Now, we sort our results with respect to the number of comments, and display our results.

In [21]:
sorted_hours = sorted(avg_per_hour, key=lambda hour : avg_per_hour[hour],
                      reverse=True)
sorted_ask_results = [[hour, avg_per_hour[hour]] for hour in sorted_hours]

print("Top 5 Hours for Ask HN Posts, by Comments Received".center(64))
print("--------------------------------------------------".center(64))
print("Hour of Posting".center(30) + "Average Number of Comments".center(30))
print("===============".center(30) + "==========================".center(30))

for row in sorted_ask_results[:5]:
    print("{}:00".format(row[0]).center(30) + "{:.2f}".format(row[1]).center(30))

       Top 5 Hours for Ask HN Posts, by Comments Received       
       --------------------------------------------------       
       Hour of Posting          Average Number of Comments  
            15:00                         38.59             
             2:00                         23.81             
            20:00                         21.52             
            16:00                         16.80             
            21:00                         16.01             


According to our results, and since the times given are in my own time zone (Eastern Standard, per the dataset's [description](https://www.kaggle.com/hacker-news/hacker-news-posts/home)), it seem that 3:00 p.m. would be the best time for me to attract comments with an `Ask HN` post.  Good to know.

Of the 5 best times shown above, two are in the afternoon (3p and 4p), while two are in the evening (8p and 9p), in my time zone at least.  These are all quite convenient for me as an East Coast American and could suggest that many posters (and commenters) on Hacker News network are from this time zone, which would not be too surprising.  But I am sure there is much more to it than this.

For instance, the West Coast of the US, I would expect, would also be a big driver of posts and comments on HN.  The four mentioned peak times correspond to 12p, 1p, 5p and 6p, respectively.  Lunch time and dinner time, respectively.  Put down your phone's and eat a nice meal for once, California!  Spend some time with friends and family!

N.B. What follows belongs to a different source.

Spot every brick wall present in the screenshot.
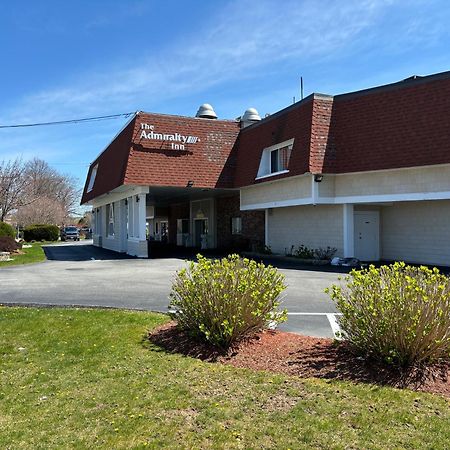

But of course, us Americans are not the only users of Hacker News.  In fact, country of origin of these posts would make for some interesting further analysis.  And I expect that many of the posts made around 2:00 am Eastern Standard, and many of the immediate comments these posts garner, would originate outside the states.  Although Hackers stereotypically do keep odd hours.